U.N. expatriate workers returning to Afghanistan


The first batch of United Nations international workers returned to Kabul Sunday, a few days after pulling out following the imposition of fresh U.N. sanctions on the war-torn country.

The three foreign staff flying into Kabul on board a routine U.N. flight from neighboring Pakistan said they were convinced there were no security threats facing them..

“I feel happy to be back and I am here to continue my normal job,” said David Pakas, a U.N. security official who accompanied two colleagues, one from U.N. agency Habitat and one from a U.N. de-mining operations.

U.N. sources also said three more expatriates were due to leave for other Afghan cities of Herat, Kandahar and Mazar-i-Sharif.

The U.N., fearing violent reprisals, withdrew around 60 foreign staff ahead of Tuesday’s announcement of additional sanctions on the Taliban rulers for their alleged support to international terrorism.

The Taliban authorities have urged the U.N. Security Council not to go ahead with its strengthened sanctions against the ruling militia.

Relief workers, including those with foreign non-governmental organizations, have complained the sanctions could have dire humanitarian consequences if their vital aid operations are interrupted.

In a resolution proposed by the United States and Russia, the Security Council on Tuesday voted to broaden sanctions against the Taliban regime, one year after imposing financial and aviation restrictions.

The new sanctions include an arms embargo on the Taliban but not the opposition headed by commander Ahmad Shah Masood, closure of their offices abroad and a ban on Taliban officials travelling abroad.

Angry mobs ransacked U.N. offices after international sanctions in November 1999 over the same issue.

However Taliban supreme leader Mulla Mohammad Omar last week urged Afghans to “refrain from holding demonstrations” and promised necessary measures to guarantee the safety of U.N. staff and operations in the country, currently suffering from its worst drought in 30 years.

The U.N. and other foreign aid workers supply crucial aid to hundreds of thousands of Afghans in a country devastated by 20 years of civil war.

U.N. Secretary General Kofi Annan criticized the new resolution, saying it would “not facilitate peace efforts, or humanitarian work.”

The sanctions will come into force next month if the Taliban do not hand over alleged terrorist mastermind Osama bin Laden.

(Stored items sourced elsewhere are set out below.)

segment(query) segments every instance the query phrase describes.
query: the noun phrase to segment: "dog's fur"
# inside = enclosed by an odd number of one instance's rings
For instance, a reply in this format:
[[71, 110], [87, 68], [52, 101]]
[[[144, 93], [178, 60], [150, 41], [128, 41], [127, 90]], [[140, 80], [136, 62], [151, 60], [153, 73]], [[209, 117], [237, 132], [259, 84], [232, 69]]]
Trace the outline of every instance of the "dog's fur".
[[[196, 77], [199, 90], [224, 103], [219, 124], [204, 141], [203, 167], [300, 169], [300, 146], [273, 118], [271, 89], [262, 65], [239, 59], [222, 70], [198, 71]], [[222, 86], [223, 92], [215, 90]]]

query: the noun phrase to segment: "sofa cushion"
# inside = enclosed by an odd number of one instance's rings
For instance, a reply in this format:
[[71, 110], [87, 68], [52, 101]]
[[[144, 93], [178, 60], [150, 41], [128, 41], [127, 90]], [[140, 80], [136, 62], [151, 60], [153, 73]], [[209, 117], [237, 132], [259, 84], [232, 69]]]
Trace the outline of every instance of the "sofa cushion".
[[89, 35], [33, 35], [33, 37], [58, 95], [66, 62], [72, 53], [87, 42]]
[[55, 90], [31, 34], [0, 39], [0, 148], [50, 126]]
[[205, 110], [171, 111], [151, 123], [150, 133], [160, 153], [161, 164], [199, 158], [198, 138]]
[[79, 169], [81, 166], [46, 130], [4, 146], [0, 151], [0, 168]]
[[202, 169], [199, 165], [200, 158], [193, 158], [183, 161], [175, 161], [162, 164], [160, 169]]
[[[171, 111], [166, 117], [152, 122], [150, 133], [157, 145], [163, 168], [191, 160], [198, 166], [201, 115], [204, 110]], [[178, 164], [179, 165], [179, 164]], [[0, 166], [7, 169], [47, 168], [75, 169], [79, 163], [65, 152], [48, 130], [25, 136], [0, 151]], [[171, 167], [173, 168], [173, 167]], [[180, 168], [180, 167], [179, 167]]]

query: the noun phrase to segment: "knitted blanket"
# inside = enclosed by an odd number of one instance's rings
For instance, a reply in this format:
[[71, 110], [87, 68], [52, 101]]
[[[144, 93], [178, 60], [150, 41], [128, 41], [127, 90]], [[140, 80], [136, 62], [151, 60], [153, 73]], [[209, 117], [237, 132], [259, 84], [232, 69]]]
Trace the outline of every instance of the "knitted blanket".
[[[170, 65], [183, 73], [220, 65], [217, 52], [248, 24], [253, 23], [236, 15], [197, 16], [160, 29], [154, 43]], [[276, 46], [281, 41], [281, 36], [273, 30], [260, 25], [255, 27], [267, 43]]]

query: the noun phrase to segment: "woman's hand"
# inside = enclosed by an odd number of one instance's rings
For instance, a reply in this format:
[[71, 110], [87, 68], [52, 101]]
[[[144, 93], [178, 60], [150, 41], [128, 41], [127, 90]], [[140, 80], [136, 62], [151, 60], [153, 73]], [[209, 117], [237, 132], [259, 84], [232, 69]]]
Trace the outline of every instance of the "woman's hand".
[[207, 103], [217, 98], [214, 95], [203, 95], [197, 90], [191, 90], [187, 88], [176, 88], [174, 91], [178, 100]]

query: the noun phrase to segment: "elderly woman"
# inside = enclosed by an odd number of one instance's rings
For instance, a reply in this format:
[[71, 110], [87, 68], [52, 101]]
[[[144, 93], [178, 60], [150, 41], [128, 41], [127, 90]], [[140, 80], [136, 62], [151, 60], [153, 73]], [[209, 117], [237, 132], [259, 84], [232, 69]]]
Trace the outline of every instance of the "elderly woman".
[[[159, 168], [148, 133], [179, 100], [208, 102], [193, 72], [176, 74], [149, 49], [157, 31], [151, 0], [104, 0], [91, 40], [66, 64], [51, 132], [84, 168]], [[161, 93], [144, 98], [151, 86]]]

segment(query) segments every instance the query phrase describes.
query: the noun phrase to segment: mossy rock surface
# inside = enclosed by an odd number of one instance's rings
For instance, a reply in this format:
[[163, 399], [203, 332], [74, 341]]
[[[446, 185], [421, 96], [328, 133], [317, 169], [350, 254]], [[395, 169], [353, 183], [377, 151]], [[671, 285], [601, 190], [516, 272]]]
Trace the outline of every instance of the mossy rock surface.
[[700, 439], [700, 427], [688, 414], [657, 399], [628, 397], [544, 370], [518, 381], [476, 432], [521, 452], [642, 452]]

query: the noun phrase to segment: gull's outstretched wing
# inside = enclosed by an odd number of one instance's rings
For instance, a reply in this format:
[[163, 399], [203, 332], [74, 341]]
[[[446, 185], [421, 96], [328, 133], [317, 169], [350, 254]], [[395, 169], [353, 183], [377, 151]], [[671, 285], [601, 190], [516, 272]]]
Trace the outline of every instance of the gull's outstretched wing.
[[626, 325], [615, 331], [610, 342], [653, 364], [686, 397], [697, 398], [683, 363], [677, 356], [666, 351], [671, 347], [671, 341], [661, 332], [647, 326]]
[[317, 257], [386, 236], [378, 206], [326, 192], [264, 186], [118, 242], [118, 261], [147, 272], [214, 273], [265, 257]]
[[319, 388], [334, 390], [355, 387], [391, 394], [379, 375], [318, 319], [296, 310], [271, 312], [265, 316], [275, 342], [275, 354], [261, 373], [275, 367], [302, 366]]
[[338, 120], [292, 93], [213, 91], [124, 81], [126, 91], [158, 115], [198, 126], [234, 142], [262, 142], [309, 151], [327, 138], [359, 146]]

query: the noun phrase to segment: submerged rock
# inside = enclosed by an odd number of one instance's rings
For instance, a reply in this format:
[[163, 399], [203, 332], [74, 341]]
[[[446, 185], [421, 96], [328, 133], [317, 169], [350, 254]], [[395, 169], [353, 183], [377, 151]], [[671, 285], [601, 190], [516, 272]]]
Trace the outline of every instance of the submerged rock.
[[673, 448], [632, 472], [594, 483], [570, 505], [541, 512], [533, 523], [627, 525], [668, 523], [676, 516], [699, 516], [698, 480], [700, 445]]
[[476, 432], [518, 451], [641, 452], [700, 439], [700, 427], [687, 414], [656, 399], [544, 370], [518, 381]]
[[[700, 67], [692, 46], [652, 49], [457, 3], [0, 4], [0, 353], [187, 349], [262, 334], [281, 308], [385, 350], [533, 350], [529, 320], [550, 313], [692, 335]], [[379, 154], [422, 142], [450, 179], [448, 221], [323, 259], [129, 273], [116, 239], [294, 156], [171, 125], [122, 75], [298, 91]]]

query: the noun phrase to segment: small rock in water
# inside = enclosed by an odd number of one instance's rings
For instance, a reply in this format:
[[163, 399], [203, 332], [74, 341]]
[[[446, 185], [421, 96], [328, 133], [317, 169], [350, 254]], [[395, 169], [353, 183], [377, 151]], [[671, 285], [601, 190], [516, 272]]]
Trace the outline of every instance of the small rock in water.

Russia accuses the Taliban of training rebels to fight in Chechnya while Washington wants the Taliban hand over the millionaire Saudi dissident, indicted in the United States for his alleged role in U.S. embassy bombings in East Africa in 1998.

Taliban authorities have rejected the demands as “unacceptable and irrational.”

Radio Shariat said Sunday tribal chiefs in eastern Nangarhar and northern Kunduz provinces had described the sanctions as “oppressive”.

Their gatherings on Saturday backed the Taliban’s policy of safeguarding bin Laden as a “welcomed guest and holy warrior,” it added.

The religious militia, which pushed Masood from Kabul in 1996, secured some significant gains last summer against their opponents in the northeast.

The official Shariat Weekly in an editorial accused the U.S., Russia, India and other countries of “hatching numerous plans to weaken” the Taliban regime.

“Rancorous enemies endeavor round the clock to divert our mujahid (holy warriors) and valorous nation from the path of their sacred religion, independence and national traditions,” the paper said.

The opposition could receive more aid from the U.S. if they suffered further setbacks at the hands of Taliban, it warned.